Let's look at some napkin math: this HP ZBook Power is $7,500. It comes with an Nvidia RTX 3000 (8 GB) GPU. No slouch, but the VRAM capacity is quite low for running current large local models. Apple has a slight edge in memory capacity, but lower GPU performance usually; a MacBook Pro 16 with an M4 Max and 128 GB of Unified Memory is $5,399 (with the same amount of storage as the HP). So, if a company bought 100 HP dev workstations, that is $750,000. If a company bought 100 Apple MacBooks, it would be $539,900.

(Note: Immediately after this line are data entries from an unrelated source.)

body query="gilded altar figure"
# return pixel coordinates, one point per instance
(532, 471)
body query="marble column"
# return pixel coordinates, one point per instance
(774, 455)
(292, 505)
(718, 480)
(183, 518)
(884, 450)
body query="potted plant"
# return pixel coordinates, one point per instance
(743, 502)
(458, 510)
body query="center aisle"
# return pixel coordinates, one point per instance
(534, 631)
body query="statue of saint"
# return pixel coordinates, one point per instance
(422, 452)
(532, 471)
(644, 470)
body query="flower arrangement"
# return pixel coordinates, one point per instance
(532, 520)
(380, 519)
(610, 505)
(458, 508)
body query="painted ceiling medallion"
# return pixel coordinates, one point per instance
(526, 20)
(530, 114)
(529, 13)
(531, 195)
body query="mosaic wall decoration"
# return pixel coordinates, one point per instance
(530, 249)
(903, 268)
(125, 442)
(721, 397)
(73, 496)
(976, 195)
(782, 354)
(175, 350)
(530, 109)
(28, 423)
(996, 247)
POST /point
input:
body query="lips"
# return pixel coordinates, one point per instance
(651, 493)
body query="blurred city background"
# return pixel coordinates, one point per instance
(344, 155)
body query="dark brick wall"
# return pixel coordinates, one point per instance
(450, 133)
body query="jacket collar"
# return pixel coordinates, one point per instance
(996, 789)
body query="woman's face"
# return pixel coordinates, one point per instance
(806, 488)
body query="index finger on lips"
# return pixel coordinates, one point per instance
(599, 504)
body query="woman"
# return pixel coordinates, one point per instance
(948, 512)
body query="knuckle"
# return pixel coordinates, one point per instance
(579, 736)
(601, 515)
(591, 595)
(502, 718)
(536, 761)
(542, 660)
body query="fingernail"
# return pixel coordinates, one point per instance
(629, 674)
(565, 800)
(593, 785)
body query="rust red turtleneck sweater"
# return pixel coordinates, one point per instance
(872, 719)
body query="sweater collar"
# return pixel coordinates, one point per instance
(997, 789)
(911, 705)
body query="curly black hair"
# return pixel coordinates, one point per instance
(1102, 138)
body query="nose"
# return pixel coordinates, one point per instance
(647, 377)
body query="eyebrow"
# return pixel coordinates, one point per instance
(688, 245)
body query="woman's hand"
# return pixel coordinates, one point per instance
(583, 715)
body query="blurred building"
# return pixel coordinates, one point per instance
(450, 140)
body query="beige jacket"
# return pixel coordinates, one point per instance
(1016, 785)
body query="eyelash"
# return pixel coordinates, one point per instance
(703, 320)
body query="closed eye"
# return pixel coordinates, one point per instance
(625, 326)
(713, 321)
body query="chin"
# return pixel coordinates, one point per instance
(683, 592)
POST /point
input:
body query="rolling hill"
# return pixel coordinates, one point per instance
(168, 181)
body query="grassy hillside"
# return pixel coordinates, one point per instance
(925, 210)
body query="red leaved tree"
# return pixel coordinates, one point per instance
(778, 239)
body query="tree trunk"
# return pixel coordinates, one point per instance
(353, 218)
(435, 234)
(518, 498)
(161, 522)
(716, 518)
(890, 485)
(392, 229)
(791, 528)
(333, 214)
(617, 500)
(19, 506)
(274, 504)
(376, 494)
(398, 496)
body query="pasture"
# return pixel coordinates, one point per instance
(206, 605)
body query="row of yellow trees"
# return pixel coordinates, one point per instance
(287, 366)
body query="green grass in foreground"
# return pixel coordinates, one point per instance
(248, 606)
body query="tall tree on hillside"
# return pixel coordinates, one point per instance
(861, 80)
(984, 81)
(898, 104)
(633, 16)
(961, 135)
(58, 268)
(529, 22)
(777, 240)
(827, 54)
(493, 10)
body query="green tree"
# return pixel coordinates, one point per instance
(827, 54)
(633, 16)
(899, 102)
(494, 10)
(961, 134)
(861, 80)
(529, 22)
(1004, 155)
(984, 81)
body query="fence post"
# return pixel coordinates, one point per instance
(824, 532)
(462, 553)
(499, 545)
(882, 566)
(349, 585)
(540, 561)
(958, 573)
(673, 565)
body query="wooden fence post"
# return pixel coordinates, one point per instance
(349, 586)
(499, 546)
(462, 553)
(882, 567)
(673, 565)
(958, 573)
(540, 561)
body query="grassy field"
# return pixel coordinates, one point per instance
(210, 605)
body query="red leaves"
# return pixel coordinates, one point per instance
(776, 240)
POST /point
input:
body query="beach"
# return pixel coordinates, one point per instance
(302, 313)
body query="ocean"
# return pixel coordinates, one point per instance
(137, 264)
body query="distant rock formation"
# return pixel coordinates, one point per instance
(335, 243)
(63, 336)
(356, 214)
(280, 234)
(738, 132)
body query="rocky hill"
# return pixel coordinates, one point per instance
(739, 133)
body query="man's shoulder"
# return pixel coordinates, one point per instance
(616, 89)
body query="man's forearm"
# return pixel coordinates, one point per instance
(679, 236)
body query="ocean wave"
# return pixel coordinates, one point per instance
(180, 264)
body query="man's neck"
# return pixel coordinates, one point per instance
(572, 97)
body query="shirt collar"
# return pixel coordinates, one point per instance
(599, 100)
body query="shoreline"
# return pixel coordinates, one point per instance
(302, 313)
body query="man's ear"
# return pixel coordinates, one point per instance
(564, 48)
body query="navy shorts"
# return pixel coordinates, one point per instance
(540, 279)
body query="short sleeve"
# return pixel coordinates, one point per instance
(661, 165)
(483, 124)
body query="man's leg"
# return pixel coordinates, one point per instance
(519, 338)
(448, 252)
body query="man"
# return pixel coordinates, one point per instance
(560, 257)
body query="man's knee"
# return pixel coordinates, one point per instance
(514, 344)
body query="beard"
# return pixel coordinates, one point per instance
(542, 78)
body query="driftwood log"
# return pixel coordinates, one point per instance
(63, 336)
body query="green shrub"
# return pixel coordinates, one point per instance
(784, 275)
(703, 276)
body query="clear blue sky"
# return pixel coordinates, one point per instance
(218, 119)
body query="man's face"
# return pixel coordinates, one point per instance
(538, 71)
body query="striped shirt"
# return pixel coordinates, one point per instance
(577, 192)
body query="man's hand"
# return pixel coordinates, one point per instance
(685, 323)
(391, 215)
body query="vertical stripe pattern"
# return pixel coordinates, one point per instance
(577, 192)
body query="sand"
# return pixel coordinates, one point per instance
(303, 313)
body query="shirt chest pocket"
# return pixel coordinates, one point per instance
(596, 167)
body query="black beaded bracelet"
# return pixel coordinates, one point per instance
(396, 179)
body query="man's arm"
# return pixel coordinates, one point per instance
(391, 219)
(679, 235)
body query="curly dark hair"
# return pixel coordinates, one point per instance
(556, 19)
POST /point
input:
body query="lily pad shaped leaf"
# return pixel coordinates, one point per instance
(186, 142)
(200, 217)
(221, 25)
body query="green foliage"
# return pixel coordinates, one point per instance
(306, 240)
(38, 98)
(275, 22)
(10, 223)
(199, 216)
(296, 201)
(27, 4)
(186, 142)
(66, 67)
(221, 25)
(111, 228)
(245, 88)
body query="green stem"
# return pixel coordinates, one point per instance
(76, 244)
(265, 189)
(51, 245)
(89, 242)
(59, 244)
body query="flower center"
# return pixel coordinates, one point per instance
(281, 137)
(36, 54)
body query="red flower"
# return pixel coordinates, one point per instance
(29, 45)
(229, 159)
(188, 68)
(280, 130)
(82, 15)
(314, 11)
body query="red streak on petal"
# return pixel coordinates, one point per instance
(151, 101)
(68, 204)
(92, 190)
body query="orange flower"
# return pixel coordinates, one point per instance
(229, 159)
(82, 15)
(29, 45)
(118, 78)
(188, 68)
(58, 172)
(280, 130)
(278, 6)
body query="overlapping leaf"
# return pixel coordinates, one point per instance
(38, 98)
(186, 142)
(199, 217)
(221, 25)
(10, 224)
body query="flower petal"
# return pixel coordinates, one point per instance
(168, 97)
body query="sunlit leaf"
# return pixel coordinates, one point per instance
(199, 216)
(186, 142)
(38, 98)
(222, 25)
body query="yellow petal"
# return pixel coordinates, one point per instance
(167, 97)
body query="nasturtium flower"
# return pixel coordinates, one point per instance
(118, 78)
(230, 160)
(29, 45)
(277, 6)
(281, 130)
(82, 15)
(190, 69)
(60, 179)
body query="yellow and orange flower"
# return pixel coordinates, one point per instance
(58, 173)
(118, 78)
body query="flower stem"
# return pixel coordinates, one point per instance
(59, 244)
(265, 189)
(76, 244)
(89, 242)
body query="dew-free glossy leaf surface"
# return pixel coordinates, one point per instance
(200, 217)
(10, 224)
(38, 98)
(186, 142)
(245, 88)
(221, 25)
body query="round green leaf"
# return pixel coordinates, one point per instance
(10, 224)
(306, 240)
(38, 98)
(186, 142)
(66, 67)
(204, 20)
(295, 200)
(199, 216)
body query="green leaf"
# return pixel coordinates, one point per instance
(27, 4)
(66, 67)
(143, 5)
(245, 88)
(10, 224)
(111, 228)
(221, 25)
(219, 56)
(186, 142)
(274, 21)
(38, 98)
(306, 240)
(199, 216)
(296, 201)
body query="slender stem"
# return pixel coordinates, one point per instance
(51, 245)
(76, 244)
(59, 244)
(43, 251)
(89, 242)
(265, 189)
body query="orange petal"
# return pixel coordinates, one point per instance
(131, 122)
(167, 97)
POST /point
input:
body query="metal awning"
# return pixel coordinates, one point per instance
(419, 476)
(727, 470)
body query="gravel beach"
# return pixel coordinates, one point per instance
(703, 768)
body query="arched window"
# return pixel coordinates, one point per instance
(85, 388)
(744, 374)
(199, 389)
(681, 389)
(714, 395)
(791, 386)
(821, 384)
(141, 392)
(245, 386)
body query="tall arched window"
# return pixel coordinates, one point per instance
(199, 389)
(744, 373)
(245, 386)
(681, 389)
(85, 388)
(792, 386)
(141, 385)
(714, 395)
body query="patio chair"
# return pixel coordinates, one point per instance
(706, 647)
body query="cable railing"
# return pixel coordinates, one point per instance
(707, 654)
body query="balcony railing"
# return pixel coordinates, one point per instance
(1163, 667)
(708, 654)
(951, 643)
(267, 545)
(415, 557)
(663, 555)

Now, this is almost 5–7x what it costs to just rent from an AI company for their large language models. But let me explain why the cost is worth it. First of all, this isn't a yearly subscription; this is a one-time cost. If you bought 100 MacBooks and they were used for 5 years—which is honestly close to how often new hardware is rotated in and out—this would be about on par with the money spent on renting AI. However, you might argue that these AI companies are always producing better AI models; well, you can always upgrade the local AI models too. It's not like you are locked into that platform.
The other factor for local AI is the time wasted. When you have to send a large prompt to a cloud-based AI, it will take a while for it to parse—and that is if it doesn't fail or a token limit isn't reached. With local AI, if it fails, you try again, and you never run out of tokens (not in the prompt, but available for use like credits) because you aren't paying for the compute. Also, since nothing is being sent, your proprietary code is de facto safer from prying eyes.
I am no fool, though. It is currently cheaper to just pay someone to run these AI models and not worry about them. But I can dream that I can have a local, on-device AI that can help me get my work done fast and without fear of throttling. The next step for AI should be size reduction. Just look at how datacenters are sprouting up like weeds, consuming tons of electricity to run themselves. AI should focus on efficiency now, just like how ARM processors have become so popular due to their equal (or better) performance in an incredibly more efficient package. There are quantized AI models working to make this a reality, but I would say until we have the same performance as thinking multi-billion parameter models, we haven't won. Also, we should think about these things from a conserving-the-earth perspective, too. And... if AI is more efficient, maybe more hardware would be cheaper and available for PC gamers.